On Fri, Jan 14, 2011 at 03:43:34PM -0600, bpm@xxxxxxx wrote:
> Hi Dave,
> On Fri, Jan 14, 2011 at 11:29:00AM +1100, Dave Chinner wrote:
> > I've noticed a few suspicious things trying to reproduce the
> > allocate-in-the-middle-of-a-delalloc-extent,
> > Secondly, I think we have the same expose-the-entire-delalloc-extent
> > -to-stale-data-exposure problem in ->writepage. This onnne, however,
> > is due to using BMAPI_ENTIRE to allocate the entire delalloc extent
> > the first time any part of it is written to. Even if we are only
> > writing a single page (i.e. wbc->nr_to_write = 1) and the delalloc
> > extent covers gigabytes. So, same problem when we crash.
> > Finally, I think the extsize based problem exposed by test 229 is a
> > also a result of allocating space we have no pages covering in the
> > page cache (triggered by BMAPI_ENTIRE allocation) so the allocated
> > space is never zeroed and hence exposes stale data.

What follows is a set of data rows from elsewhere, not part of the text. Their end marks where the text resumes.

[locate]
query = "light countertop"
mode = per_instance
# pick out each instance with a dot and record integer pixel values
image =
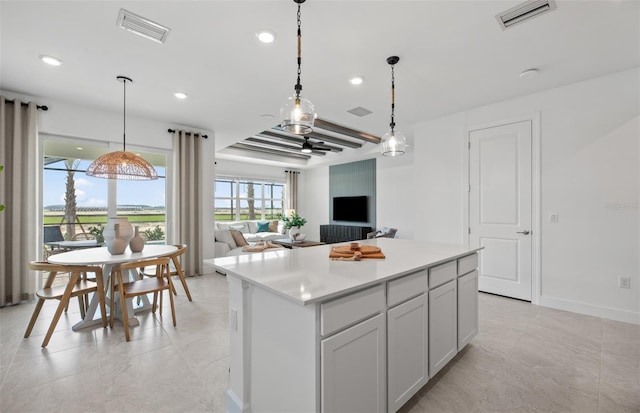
(308, 275)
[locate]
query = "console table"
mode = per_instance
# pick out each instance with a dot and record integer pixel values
(333, 233)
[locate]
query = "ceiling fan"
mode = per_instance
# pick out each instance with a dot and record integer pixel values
(307, 147)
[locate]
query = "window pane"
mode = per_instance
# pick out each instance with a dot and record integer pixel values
(144, 202)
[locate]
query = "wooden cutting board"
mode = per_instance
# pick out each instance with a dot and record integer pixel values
(368, 251)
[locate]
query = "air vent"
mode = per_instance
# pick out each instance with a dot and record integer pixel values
(524, 12)
(142, 27)
(360, 111)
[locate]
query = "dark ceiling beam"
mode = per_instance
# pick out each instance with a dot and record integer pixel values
(343, 130)
(245, 147)
(323, 138)
(271, 136)
(278, 146)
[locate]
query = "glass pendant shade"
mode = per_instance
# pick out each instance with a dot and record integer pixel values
(122, 165)
(298, 115)
(394, 143)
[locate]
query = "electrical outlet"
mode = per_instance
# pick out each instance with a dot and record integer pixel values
(624, 282)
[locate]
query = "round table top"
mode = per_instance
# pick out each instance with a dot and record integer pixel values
(100, 256)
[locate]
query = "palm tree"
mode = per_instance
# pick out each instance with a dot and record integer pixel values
(70, 206)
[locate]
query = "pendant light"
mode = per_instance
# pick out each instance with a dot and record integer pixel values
(298, 114)
(394, 142)
(122, 164)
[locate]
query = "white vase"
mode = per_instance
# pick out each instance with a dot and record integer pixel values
(126, 230)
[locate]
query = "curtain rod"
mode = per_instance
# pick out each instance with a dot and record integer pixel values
(43, 107)
(188, 133)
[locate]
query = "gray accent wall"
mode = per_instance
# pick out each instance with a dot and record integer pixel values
(354, 179)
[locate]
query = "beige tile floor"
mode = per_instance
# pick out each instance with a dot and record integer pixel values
(525, 359)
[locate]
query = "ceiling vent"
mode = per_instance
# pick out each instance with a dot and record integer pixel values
(142, 27)
(360, 111)
(524, 12)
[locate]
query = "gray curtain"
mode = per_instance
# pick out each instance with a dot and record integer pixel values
(18, 189)
(187, 222)
(292, 190)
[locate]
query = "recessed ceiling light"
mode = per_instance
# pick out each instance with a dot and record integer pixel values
(50, 60)
(266, 36)
(356, 80)
(529, 73)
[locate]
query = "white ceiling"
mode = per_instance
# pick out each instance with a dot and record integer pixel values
(453, 56)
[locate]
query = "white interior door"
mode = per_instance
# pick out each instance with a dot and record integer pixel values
(500, 203)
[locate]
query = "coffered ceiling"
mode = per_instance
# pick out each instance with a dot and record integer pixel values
(453, 56)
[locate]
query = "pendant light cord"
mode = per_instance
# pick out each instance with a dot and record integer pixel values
(298, 86)
(393, 98)
(124, 116)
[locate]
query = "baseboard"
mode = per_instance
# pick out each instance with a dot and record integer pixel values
(235, 405)
(609, 313)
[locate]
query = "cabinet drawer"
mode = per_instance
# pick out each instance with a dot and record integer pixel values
(467, 264)
(406, 287)
(442, 273)
(348, 310)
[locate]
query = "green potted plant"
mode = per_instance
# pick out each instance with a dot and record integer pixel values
(294, 221)
(97, 232)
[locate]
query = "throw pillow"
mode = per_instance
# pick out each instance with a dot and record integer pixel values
(238, 238)
(224, 235)
(239, 227)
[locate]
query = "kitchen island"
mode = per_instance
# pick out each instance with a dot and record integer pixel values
(310, 334)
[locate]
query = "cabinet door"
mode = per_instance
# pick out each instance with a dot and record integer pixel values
(467, 308)
(353, 368)
(407, 356)
(443, 329)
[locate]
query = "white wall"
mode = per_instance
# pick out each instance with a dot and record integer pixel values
(590, 175)
(80, 122)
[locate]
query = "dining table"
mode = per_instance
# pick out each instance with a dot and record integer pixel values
(101, 256)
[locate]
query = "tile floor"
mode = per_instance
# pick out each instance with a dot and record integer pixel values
(525, 359)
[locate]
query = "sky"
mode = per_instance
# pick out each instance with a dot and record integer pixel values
(92, 192)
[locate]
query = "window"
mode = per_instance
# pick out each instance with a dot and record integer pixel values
(76, 202)
(244, 199)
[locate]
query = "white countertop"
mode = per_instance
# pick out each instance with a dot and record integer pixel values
(308, 275)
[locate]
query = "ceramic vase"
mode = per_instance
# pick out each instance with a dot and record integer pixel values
(117, 245)
(126, 230)
(137, 242)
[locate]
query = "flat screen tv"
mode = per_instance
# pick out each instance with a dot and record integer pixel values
(350, 209)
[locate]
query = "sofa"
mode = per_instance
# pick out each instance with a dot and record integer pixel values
(253, 231)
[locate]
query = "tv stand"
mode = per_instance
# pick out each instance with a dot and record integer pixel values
(332, 233)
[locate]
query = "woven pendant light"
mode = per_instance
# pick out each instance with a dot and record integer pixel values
(122, 164)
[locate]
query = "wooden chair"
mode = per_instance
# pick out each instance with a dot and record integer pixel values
(128, 289)
(77, 286)
(175, 269)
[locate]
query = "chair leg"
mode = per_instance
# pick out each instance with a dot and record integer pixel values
(101, 299)
(34, 317)
(123, 304)
(173, 309)
(63, 303)
(182, 279)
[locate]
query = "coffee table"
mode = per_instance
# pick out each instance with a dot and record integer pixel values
(289, 243)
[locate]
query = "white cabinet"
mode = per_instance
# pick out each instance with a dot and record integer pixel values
(443, 344)
(407, 353)
(353, 368)
(467, 308)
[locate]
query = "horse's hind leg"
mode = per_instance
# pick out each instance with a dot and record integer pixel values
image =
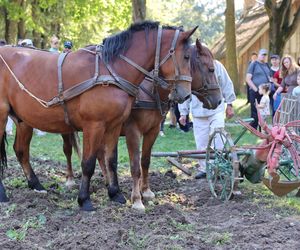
(3, 197)
(133, 145)
(21, 147)
(93, 134)
(148, 141)
(68, 153)
(111, 162)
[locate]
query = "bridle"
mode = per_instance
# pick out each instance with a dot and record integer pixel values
(203, 92)
(154, 74)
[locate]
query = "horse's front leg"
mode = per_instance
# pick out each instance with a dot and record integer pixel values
(21, 148)
(148, 141)
(111, 162)
(67, 146)
(93, 135)
(3, 197)
(133, 144)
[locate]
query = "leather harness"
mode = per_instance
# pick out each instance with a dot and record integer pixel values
(113, 78)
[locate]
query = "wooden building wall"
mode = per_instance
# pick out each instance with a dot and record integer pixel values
(292, 48)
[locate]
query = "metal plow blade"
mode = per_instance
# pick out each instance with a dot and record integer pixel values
(280, 188)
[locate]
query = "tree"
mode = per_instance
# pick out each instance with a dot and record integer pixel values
(231, 58)
(138, 10)
(283, 23)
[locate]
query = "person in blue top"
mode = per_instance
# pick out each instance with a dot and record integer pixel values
(54, 43)
(258, 73)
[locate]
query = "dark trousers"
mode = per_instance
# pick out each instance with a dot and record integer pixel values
(254, 95)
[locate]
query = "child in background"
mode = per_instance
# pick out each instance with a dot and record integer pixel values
(296, 91)
(264, 106)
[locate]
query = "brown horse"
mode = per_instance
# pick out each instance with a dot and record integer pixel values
(28, 77)
(143, 121)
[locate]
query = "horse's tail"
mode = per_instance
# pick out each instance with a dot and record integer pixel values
(75, 142)
(3, 158)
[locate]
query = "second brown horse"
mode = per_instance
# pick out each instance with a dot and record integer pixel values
(144, 121)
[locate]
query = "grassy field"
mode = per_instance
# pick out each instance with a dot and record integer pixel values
(50, 147)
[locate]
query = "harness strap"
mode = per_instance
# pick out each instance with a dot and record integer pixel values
(61, 59)
(79, 88)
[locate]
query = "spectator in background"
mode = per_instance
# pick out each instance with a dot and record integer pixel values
(277, 79)
(68, 45)
(252, 59)
(205, 120)
(258, 73)
(27, 43)
(275, 62)
(296, 91)
(54, 43)
(289, 71)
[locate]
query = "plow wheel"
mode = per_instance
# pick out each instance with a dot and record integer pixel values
(221, 164)
(285, 180)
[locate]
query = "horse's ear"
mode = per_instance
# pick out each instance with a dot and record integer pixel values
(189, 33)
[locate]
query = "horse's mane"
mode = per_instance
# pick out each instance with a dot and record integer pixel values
(204, 59)
(119, 43)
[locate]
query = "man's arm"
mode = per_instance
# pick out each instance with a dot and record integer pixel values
(250, 83)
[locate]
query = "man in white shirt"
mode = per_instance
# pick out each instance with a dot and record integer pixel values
(205, 120)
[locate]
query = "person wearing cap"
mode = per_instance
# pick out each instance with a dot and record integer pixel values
(289, 71)
(275, 62)
(258, 73)
(206, 120)
(54, 43)
(68, 45)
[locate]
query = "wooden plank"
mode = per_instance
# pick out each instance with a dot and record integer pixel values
(179, 166)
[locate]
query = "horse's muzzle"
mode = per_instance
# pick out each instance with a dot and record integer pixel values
(180, 93)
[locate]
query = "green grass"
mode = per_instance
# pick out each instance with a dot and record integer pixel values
(50, 146)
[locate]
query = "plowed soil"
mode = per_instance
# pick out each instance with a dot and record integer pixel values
(182, 216)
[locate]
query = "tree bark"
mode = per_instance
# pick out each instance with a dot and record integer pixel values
(282, 24)
(138, 10)
(231, 58)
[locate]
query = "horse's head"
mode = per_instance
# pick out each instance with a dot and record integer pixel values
(175, 62)
(204, 85)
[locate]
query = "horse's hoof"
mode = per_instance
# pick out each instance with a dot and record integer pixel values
(138, 205)
(237, 192)
(148, 194)
(42, 191)
(86, 206)
(4, 198)
(37, 187)
(70, 183)
(118, 197)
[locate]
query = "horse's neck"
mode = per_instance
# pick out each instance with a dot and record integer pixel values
(147, 87)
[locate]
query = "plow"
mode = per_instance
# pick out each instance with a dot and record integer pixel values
(275, 161)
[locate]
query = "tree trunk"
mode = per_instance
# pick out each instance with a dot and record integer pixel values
(231, 59)
(282, 24)
(138, 10)
(21, 24)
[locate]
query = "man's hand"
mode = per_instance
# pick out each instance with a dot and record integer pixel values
(182, 120)
(229, 112)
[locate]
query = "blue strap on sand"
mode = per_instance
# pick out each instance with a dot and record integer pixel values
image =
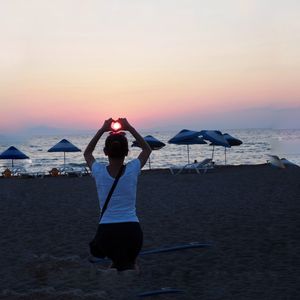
(161, 291)
(175, 248)
(160, 250)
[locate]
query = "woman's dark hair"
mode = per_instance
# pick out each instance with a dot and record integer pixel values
(116, 145)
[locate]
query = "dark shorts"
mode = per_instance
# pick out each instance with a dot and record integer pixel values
(121, 242)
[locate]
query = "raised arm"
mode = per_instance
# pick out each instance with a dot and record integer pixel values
(88, 152)
(146, 149)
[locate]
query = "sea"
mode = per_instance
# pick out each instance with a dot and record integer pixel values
(257, 145)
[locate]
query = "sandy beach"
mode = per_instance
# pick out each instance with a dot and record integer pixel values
(250, 215)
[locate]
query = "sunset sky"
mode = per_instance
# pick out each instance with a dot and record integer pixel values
(160, 63)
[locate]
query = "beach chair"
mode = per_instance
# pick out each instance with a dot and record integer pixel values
(203, 166)
(76, 171)
(22, 172)
(54, 172)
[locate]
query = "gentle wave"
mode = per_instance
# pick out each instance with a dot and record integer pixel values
(256, 145)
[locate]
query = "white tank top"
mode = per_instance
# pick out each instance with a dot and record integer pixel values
(121, 207)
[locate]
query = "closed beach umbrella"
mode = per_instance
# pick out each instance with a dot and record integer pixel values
(216, 138)
(64, 146)
(154, 143)
(187, 137)
(13, 153)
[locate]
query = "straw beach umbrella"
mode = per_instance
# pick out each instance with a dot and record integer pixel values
(64, 146)
(13, 153)
(187, 137)
(154, 143)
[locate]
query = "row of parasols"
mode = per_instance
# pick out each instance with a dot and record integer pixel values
(184, 137)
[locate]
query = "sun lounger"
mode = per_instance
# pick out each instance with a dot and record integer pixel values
(203, 166)
(74, 171)
(22, 172)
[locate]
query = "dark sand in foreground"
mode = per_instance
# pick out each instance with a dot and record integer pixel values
(250, 213)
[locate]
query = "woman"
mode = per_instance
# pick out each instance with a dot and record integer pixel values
(119, 235)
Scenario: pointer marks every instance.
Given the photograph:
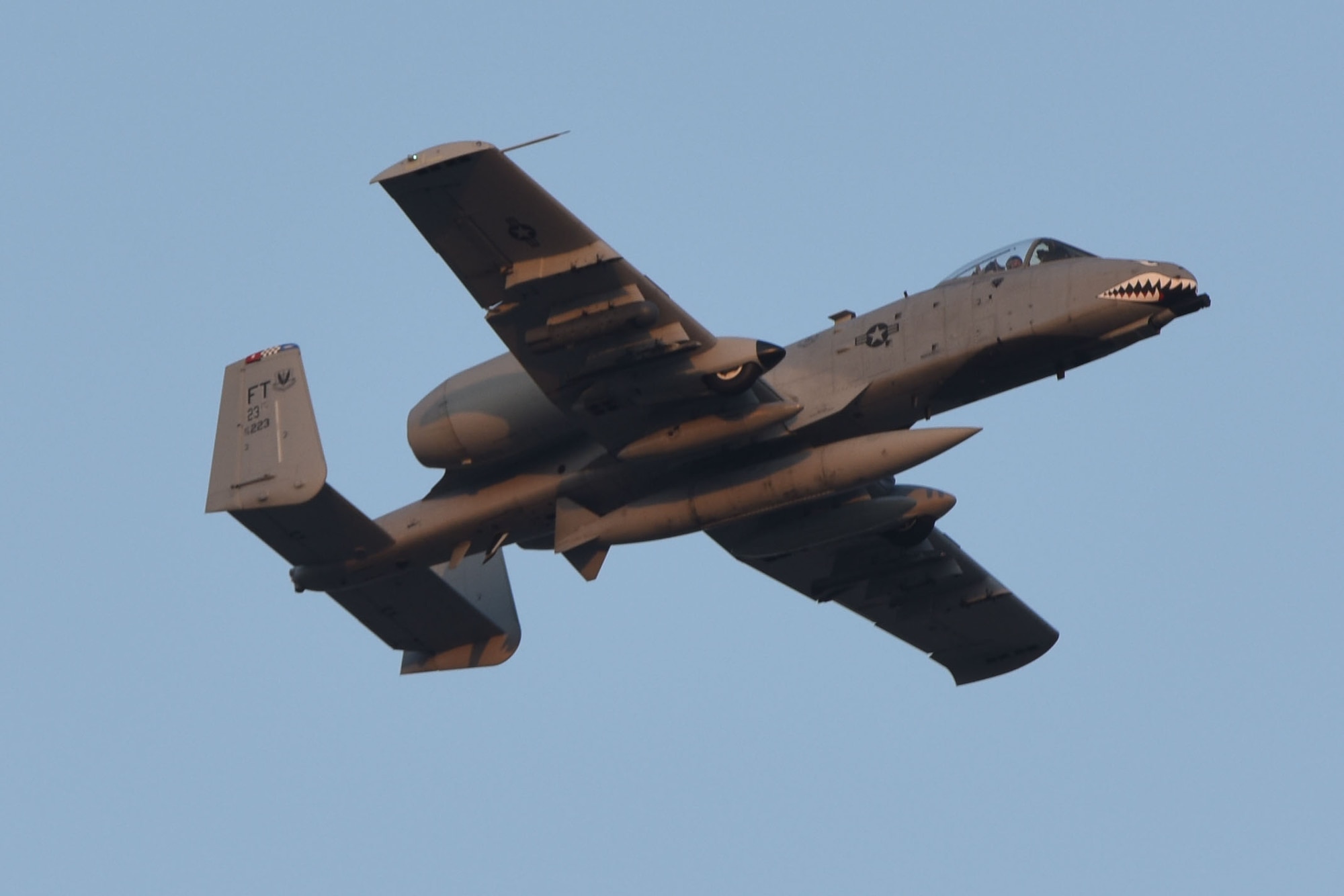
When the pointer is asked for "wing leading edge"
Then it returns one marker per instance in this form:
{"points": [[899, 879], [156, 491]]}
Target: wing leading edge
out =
{"points": [[932, 596]]}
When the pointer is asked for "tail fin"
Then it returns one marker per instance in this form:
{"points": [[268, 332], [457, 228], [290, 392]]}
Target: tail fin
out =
{"points": [[269, 475], [269, 471]]}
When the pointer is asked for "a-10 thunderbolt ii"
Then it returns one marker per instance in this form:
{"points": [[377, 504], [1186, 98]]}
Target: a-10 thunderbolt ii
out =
{"points": [[616, 417]]}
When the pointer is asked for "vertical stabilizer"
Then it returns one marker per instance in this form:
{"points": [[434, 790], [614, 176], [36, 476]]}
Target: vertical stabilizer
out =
{"points": [[267, 448]]}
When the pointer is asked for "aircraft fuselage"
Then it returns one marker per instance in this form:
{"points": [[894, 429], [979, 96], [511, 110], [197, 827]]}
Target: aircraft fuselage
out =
{"points": [[886, 370]]}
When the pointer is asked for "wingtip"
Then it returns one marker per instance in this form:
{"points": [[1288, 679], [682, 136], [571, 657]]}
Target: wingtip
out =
{"points": [[432, 156]]}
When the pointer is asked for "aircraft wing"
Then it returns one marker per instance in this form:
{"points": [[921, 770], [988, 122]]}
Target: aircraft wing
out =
{"points": [[601, 341], [932, 596]]}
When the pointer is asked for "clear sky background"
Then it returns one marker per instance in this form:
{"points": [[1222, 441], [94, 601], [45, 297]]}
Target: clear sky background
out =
{"points": [[187, 185]]}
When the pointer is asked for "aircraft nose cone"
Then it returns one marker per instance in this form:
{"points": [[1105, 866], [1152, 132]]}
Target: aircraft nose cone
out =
{"points": [[768, 355]]}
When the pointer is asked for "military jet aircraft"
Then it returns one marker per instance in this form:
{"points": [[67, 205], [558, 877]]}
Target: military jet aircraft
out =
{"points": [[616, 417]]}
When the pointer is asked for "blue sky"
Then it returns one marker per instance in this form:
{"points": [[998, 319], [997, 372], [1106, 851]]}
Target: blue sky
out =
{"points": [[187, 185]]}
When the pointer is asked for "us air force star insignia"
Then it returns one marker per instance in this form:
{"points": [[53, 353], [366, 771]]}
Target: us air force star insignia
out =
{"points": [[522, 233]]}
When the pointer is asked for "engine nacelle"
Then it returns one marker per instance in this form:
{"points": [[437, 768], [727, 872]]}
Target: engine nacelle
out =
{"points": [[486, 414]]}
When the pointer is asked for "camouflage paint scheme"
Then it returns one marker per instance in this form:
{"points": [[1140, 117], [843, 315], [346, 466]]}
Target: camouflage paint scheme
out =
{"points": [[615, 417]]}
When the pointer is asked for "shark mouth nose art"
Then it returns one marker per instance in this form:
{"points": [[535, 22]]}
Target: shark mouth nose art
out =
{"points": [[1151, 288]]}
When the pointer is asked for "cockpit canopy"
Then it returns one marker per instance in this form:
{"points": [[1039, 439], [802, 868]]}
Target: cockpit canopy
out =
{"points": [[1022, 255]]}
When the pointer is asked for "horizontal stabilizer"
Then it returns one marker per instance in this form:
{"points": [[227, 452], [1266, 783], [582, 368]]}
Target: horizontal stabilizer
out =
{"points": [[443, 619]]}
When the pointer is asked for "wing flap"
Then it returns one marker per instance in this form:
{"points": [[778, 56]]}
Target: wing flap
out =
{"points": [[443, 619]]}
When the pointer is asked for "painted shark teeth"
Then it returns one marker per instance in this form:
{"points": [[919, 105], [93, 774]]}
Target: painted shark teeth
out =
{"points": [[1150, 288]]}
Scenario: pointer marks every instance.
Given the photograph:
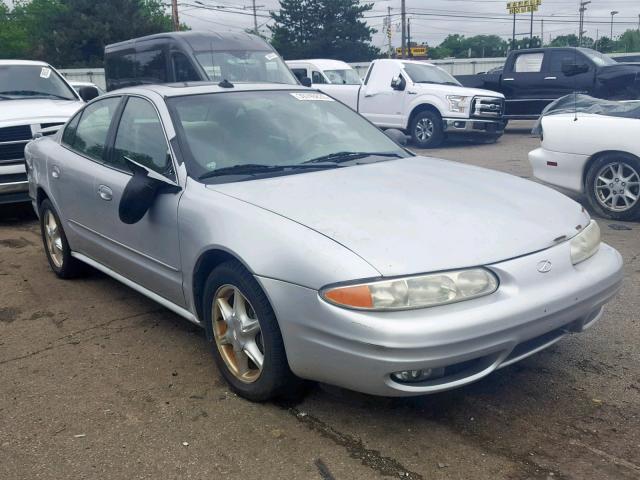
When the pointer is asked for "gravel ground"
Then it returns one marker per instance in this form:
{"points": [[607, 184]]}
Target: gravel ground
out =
{"points": [[99, 382]]}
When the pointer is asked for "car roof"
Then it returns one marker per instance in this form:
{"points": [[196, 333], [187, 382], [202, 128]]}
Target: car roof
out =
{"points": [[24, 62], [199, 41], [324, 63], [195, 88]]}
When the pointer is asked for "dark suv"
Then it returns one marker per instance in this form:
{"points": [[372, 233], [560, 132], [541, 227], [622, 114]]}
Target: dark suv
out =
{"points": [[194, 56]]}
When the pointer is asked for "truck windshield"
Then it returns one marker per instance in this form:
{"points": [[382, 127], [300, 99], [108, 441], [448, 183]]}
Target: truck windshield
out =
{"points": [[423, 73], [249, 66], [598, 58], [343, 77], [32, 81], [273, 129]]}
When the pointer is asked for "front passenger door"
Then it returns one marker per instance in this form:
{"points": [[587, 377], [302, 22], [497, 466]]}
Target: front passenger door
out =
{"points": [[146, 252]]}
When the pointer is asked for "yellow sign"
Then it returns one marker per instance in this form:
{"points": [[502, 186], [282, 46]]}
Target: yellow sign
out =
{"points": [[524, 6], [415, 52]]}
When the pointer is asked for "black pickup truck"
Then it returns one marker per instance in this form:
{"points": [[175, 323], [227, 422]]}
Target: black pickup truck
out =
{"points": [[533, 78]]}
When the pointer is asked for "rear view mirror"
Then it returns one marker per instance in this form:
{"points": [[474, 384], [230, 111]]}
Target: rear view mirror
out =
{"points": [[140, 192], [88, 93], [397, 136]]}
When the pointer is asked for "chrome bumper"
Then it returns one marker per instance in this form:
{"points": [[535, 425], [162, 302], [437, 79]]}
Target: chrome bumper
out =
{"points": [[473, 126]]}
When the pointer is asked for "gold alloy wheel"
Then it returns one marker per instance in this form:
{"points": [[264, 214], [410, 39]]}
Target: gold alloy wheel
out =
{"points": [[53, 239], [237, 333]]}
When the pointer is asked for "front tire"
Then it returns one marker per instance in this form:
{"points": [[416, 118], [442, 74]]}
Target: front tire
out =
{"points": [[427, 130], [613, 186], [55, 243], [247, 344]]}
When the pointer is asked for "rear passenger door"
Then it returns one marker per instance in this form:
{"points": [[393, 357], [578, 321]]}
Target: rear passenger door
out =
{"points": [[523, 84], [146, 252]]}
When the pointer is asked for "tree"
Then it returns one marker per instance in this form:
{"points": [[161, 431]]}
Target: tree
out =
{"points": [[323, 28], [70, 33]]}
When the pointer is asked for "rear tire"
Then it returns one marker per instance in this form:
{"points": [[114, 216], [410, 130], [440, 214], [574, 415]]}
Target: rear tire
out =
{"points": [[228, 286], [613, 186], [426, 129], [55, 243]]}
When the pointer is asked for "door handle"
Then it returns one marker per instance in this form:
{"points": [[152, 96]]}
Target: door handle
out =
{"points": [[105, 193]]}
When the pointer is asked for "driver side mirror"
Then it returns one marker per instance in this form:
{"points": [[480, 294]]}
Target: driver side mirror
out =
{"points": [[571, 69], [398, 83], [140, 192], [88, 93]]}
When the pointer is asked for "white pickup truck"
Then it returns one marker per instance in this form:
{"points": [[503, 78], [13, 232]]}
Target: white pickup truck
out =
{"points": [[422, 100]]}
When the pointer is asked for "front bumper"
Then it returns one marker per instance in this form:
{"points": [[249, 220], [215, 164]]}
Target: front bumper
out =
{"points": [[530, 311], [565, 170], [470, 126]]}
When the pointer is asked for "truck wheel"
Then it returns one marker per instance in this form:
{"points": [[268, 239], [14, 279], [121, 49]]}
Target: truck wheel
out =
{"points": [[613, 186], [426, 129]]}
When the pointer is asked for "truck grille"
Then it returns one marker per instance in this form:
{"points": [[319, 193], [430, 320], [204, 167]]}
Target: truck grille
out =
{"points": [[487, 107], [12, 142]]}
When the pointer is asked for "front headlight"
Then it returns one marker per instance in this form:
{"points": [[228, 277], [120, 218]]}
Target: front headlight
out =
{"points": [[457, 103], [586, 243], [419, 291]]}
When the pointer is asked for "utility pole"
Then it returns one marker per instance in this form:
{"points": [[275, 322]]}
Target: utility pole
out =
{"points": [[403, 15], [531, 31], [389, 31], [255, 18], [174, 15], [581, 30], [408, 37]]}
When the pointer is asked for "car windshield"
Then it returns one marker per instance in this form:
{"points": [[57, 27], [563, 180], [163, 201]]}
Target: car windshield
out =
{"points": [[423, 73], [252, 66], [343, 77], [260, 129], [600, 59], [32, 81]]}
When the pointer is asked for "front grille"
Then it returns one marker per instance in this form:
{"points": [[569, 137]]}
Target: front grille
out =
{"points": [[487, 107], [12, 134], [12, 152]]}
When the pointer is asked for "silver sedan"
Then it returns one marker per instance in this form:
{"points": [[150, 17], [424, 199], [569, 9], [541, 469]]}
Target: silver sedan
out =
{"points": [[310, 245]]}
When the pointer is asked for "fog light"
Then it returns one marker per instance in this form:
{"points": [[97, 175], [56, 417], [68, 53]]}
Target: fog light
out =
{"points": [[415, 376]]}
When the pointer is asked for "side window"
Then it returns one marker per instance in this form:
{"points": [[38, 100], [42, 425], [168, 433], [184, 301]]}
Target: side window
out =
{"points": [[152, 67], [184, 71], [69, 133], [300, 73], [140, 137], [91, 133], [528, 63], [316, 77]]}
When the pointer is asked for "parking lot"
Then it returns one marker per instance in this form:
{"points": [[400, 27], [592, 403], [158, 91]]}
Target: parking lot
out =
{"points": [[100, 382]]}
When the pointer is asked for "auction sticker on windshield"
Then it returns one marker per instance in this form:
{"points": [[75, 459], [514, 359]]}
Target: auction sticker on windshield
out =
{"points": [[312, 97]]}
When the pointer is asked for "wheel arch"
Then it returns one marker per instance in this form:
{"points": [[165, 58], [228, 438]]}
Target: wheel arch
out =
{"points": [[421, 107], [594, 158]]}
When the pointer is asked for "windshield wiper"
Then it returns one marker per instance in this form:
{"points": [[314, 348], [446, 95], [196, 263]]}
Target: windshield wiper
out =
{"points": [[340, 157], [256, 168]]}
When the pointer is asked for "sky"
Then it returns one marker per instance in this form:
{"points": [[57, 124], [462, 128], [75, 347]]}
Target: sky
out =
{"points": [[432, 20]]}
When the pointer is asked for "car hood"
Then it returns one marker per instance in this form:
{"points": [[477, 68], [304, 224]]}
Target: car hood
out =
{"points": [[36, 110], [457, 90], [420, 214]]}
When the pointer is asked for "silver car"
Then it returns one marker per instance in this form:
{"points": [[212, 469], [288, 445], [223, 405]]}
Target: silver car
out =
{"points": [[309, 245]]}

> This is precisely the bug I was going after when I hit the
> allocate-in-the-middle-of-a-delalloc-extent bug. This is a race between
> block_prepare_write/__xfs_get_blocks and writepage/xfs_page_state
> convert. When xfs_page_state_convert allocates a real extent for a page
> toward the beginning of a delalloc extent, XFS_BMAPI converts the entire
> delalloc extent. Any subsequent writes into the page cache toward the
> end of this freshly allocated extent will see a written extent instead
> of delalloc and read the block from disk into the page before writing
> over it. If the write does not cover the entire page garbage from disk
> will be exposed into the page cache.
I see from later on you are getting this state fom using a large
extsize. Perhaps this comes back to my comment about extsize
alignment might be better handled at the .aio_write level rather
than hiding inside the get_block() callback and attempting to handle
the mismatch at the .writepage level.
Worth noting, though, is that DIO handles extsize unaligned writes
by allocating unwritten extsize sized/aligned extents an then doing
conversion at IO completion time. So perhaps we should be following
this example for delalloc conversion....
I think, however, if we use delalloc->unwritten allocation, we will
need to stop trusting the state of buffer heads in .writepage. That
is because we'd then have blocks marked as buffer_delay() that
really cover unwritten extents and would need remapping. We're
already moving in the direction of not using the state in buffer
heads in ->writepage, so perhaps we need to speed up that
conversion as the first. Christoph, what are you plans here?
> > I'm sure there are other ways to solve these problems, but these two
> > are the ones that come to mind for me. I'm open to other solutions
> > or ways to improve on these ones, especially if they are simpler. ;)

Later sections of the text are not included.